Anthropic Shifts to User-Generated Training Data, Raises Privacy Concerns
8
What is the Viqus Verdict?
We evaluate each news story based on its real impact versus its media hype to offer a clear and objective perspective.
AI Analysis:
While the shift itself isn't entirely novel, the scale of data collection and the default setting create significant public awareness and discussion, driving substantial media coverage, indicating a high level of interest and potential controversy.
Article Summary
Anthropic, the AI firm behind the Claude chatbot, is implementing a significant change to its AI model training methodology. Starting September 28, 2025, the company will begin training its Claude AI models directly on user-generated data, including new chat transcripts and coding sessions. This represents a move away from solely relying on publicly available datasets. Crucially, users have the option to opt out of this data collection, but the default setting is ‘on’. The change extends Anthropic's data retention policy to five years, allowing for more comprehensive model training.
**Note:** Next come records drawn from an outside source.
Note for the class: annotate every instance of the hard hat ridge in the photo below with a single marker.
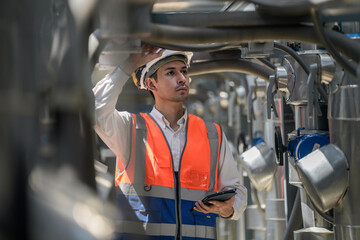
(151, 67)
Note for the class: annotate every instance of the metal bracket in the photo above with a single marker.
(270, 97)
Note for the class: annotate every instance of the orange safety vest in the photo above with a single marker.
(149, 175)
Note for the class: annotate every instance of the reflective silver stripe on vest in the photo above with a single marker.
(214, 148)
(150, 229)
(163, 192)
(140, 155)
(164, 229)
(129, 155)
(198, 231)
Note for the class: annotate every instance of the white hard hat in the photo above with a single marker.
(151, 67)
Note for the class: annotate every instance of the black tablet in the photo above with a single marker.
(219, 196)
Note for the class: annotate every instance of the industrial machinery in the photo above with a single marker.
(281, 78)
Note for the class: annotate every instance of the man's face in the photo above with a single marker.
(172, 82)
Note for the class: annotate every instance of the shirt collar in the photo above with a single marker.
(163, 122)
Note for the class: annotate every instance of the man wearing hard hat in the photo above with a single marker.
(167, 160)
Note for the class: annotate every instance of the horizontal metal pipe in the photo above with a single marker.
(220, 19)
(190, 35)
(168, 34)
(242, 66)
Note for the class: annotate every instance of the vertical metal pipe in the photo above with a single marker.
(344, 119)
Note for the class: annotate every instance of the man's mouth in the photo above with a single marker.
(181, 88)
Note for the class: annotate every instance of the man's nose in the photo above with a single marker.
(181, 77)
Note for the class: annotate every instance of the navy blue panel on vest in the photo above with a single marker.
(146, 209)
(196, 218)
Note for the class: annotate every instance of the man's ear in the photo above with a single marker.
(149, 83)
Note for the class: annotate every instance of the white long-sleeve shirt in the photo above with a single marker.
(114, 128)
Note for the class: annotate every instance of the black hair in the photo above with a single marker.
(154, 76)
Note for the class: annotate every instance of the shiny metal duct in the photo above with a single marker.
(170, 34)
(242, 66)
(313, 233)
(344, 119)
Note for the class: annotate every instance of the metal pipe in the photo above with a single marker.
(267, 63)
(169, 34)
(345, 63)
(292, 53)
(295, 220)
(242, 66)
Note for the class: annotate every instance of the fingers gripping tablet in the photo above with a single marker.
(219, 196)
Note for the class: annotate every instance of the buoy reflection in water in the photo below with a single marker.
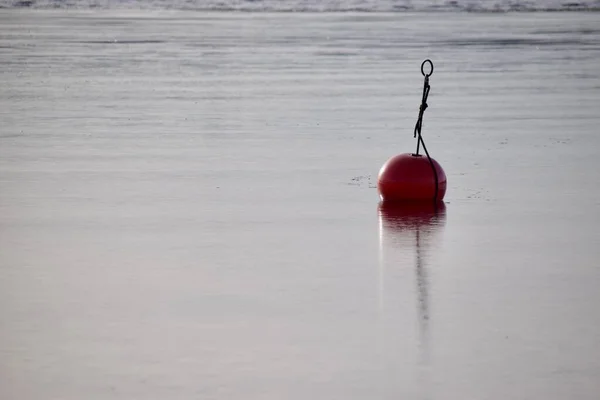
(409, 234)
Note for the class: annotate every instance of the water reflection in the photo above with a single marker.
(409, 234)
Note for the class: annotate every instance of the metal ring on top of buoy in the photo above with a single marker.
(410, 177)
(423, 66)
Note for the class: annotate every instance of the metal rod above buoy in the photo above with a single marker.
(411, 177)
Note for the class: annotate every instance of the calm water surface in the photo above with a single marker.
(188, 206)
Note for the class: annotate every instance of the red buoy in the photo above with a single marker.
(414, 177)
(410, 177)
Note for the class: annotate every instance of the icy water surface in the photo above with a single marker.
(188, 210)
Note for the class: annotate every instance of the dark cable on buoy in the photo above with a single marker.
(407, 177)
(419, 123)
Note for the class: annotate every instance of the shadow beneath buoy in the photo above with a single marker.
(411, 231)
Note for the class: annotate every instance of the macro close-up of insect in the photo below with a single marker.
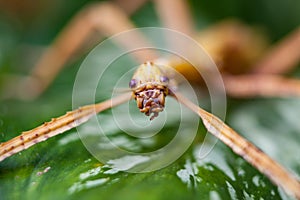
(225, 71)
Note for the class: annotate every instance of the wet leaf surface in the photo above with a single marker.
(62, 168)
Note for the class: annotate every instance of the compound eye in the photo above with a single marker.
(132, 83)
(164, 79)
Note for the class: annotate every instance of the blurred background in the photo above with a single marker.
(28, 27)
This development introduces heightened privacy concerns, particularly regarding the potential misuse or analysis of sensitive user conversations. The update applies to all consumer subscription tiers – Claude Free, Pro, and Max – and also includes Claude Code usage via Amazon Bedrock and Google Cloud's Vertex AI. However, it does *not* affect Anthropic’s commercial usage tiers. Users can adjust their preferences via a pop-up notification, but changes only apply to future data, not past sessions. Anthropic emphasizes data filtering and obfuscation techniques to protect user privacy, but the fundamental shift towards user-generated data remains a key development.Key Points
- Anthropic will begin training its Claude AI models on user chat transcripts and coding sessions by default.
- Users have the option to opt out of this data collection, but the default setting is ‘on’ and data will be retained for five years.
- This shift raises significant privacy concerns given the potential for sensitive user data to be used in model training.